Marrying that to data made picking rams ''so much easier'', Mr Subtil said. High scanning percentages that did not lead through to high weaning percentages was ''just vanity'' while high weaning percentages were ''sanity''.
They needed well-developed lambs at weaning time that went on to be good keepers or culls. In tandem with that was creating a good feedbank so there was plenty to feed multiples.
He was frustrated there was no good data-management programme that could work in with other programmes to build up a whole raft of information, including the likes of water, chemicals, fertiliser and scanning percentages. He was looking forward to that being developed.
An interesting feature of Omarama Station is the hydroelectricity plant. Mrs Subtil's grandfather Wilfred and great-uncle Cecil Wardell paid 1000 in the 1930s to build the original structure. Mains electricity did not arrive in the area until 1954.
The original turbine, which was made in the United Kingdom in 1890 and served in Manapouri, was ''already well second-hand''.
A new turbine and penstock (sluice) was installed a few years ago. The biggest issue in previous years had been balancing supply and demand. Plugging into the national grid to sell excess power made financial sense and it was a ''pretty good feeling to be self-sufficient'', Mr Subtil said.
When it came to farming, there was a ''whole new world of compliance'' coming in. It was going to be the same, wherever farmers were farming in New Zealand, and they needed to ''get ahead of the game'' and become experts on their own property.
''I really encourage people to get involved, understand what's going on and build your own bank of data and know how you're going,'' he said.
Taupo farmer Mike Barton, who farms under a nitrogen cap, implored those attending to ''engage with the process''.
The reality was that farming had an impact on the environment, although the response from farming leaders tended to be deny that, he said.
He and his wife Sharon had now been three years farming under a nitrogen cap, selling their beef under the Taupo Beef brand.
The business had grown to include five other farmers and had been extended to lamb. Initially, they were only selling in the central plateau area but were now selling into Wellington and Auckland, and hoped to eventually sell to an export market.
Mr Barton no longer called himself a farmer - instead he referred to himself as a food producer who cared about the environment. Eating was the final step in the agricultural process, he said.
Environment Canterbury water and land programme director Christina Robb said the regional council was working with farmers to grow the economy, make it more resilient and look after the environment.

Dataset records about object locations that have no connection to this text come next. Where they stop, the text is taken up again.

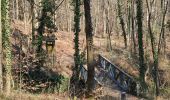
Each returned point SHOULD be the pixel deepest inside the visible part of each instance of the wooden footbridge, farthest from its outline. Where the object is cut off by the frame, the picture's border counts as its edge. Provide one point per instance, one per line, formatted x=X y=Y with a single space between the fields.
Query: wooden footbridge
x=119 y=77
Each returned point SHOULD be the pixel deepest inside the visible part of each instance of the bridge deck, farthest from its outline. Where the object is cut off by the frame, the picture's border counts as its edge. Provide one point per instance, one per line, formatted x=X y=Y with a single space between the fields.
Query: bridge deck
x=107 y=70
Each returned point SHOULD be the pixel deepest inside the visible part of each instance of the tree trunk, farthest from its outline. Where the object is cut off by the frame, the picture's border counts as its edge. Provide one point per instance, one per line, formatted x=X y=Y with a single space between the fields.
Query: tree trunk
x=140 y=42
x=122 y=23
x=89 y=42
x=1 y=79
x=6 y=45
x=76 y=38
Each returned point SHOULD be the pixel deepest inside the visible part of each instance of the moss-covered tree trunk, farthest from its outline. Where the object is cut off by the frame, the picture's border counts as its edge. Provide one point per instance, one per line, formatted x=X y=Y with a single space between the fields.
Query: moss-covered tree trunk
x=142 y=68
x=1 y=79
x=76 y=34
x=6 y=44
x=122 y=23
x=89 y=42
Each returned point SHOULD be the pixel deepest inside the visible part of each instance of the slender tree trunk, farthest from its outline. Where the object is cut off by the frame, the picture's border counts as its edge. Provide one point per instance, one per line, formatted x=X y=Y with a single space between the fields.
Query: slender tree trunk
x=1 y=79
x=6 y=45
x=122 y=23
x=89 y=42
x=140 y=42
x=133 y=30
x=76 y=38
x=17 y=9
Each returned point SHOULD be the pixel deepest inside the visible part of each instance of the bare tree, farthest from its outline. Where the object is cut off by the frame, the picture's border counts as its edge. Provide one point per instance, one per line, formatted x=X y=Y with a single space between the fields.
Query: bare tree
x=89 y=42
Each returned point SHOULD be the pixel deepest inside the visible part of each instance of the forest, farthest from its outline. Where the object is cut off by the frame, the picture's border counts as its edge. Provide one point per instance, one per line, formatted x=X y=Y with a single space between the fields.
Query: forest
x=85 y=50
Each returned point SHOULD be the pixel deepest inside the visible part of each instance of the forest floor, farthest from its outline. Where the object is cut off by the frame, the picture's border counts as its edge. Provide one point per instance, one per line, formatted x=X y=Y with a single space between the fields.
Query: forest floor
x=64 y=51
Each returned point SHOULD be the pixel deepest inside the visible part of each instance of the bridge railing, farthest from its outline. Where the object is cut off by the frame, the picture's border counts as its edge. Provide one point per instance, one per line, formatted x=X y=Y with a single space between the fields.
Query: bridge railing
x=122 y=79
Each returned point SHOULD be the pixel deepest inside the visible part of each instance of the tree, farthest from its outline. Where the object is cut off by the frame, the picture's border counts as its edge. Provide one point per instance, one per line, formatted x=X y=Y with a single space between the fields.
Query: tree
x=6 y=44
x=1 y=79
x=122 y=23
x=140 y=41
x=76 y=34
x=89 y=42
x=45 y=20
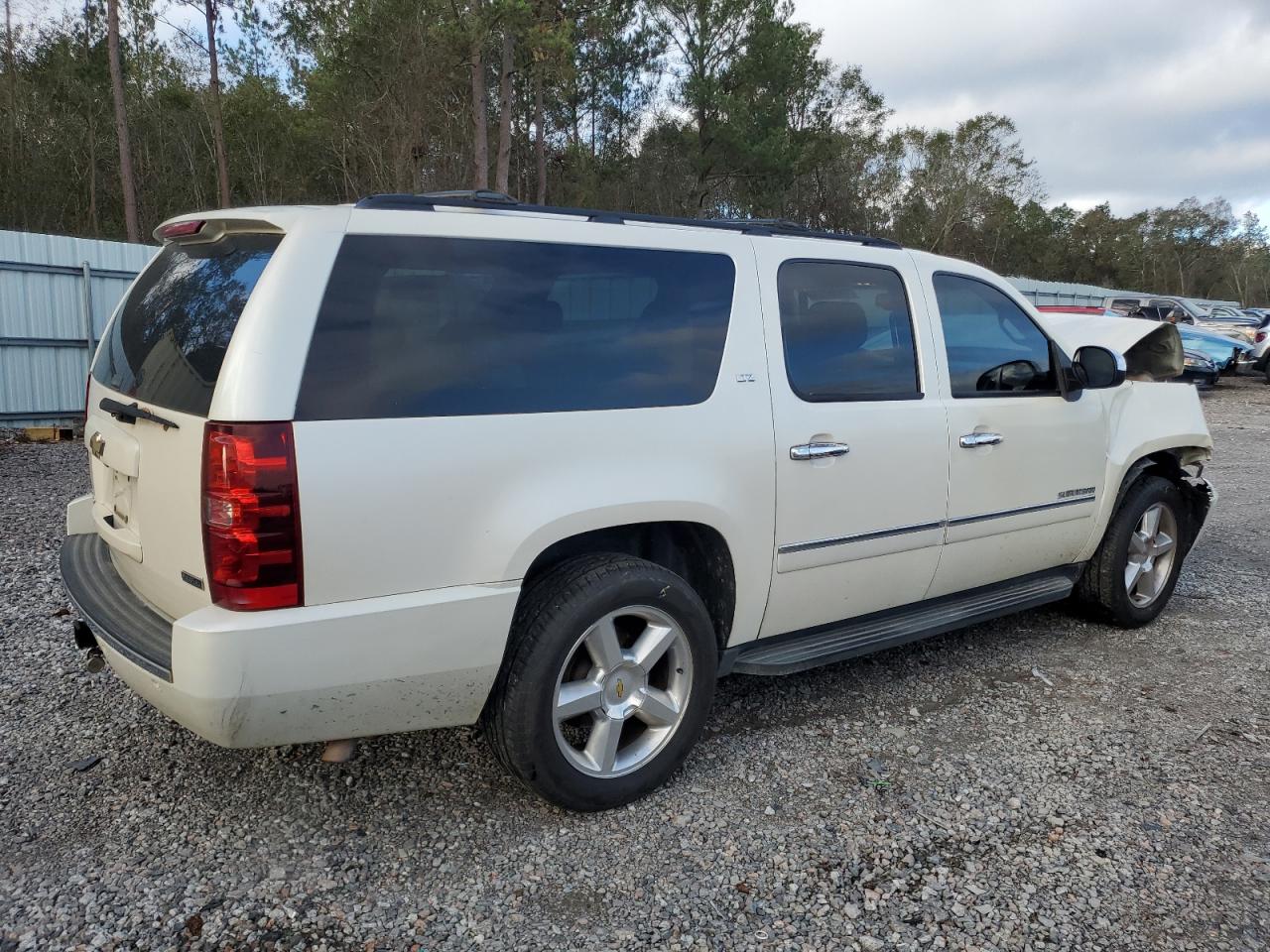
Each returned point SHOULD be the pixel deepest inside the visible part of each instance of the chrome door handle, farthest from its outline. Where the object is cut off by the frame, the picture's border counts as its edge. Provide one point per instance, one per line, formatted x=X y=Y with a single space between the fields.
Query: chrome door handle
x=979 y=439
x=818 y=451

There was pressure for water quality to improve and everyone was learning.
ECan was trying hard to make it as easy as it could.
Her advice to farmers was to find out about what good management practice was for their sector and to start thinking about farm environment plans.
Dame Margaret Bazley, who leads Environment Canterbury's commissioners, described Omarama Station as a ''great farm and great farmers''.
The Subtils were role models and there were lots of lessons from the field day. For her, it was particularly around what could be done in a sensitive environment.
''It's really gratifying to see the way you're farming in this environment, demonstrating to me you can do anything if you apply yourself to it,'' Dame Margaret said.
Mr Subtil was a strong advocate for the Ballance farm environment awards system, saying it had been an extremely beneficial process for them to go through as a team. It made them ''sit down and think about stuff'', while judges' feedback had been very good.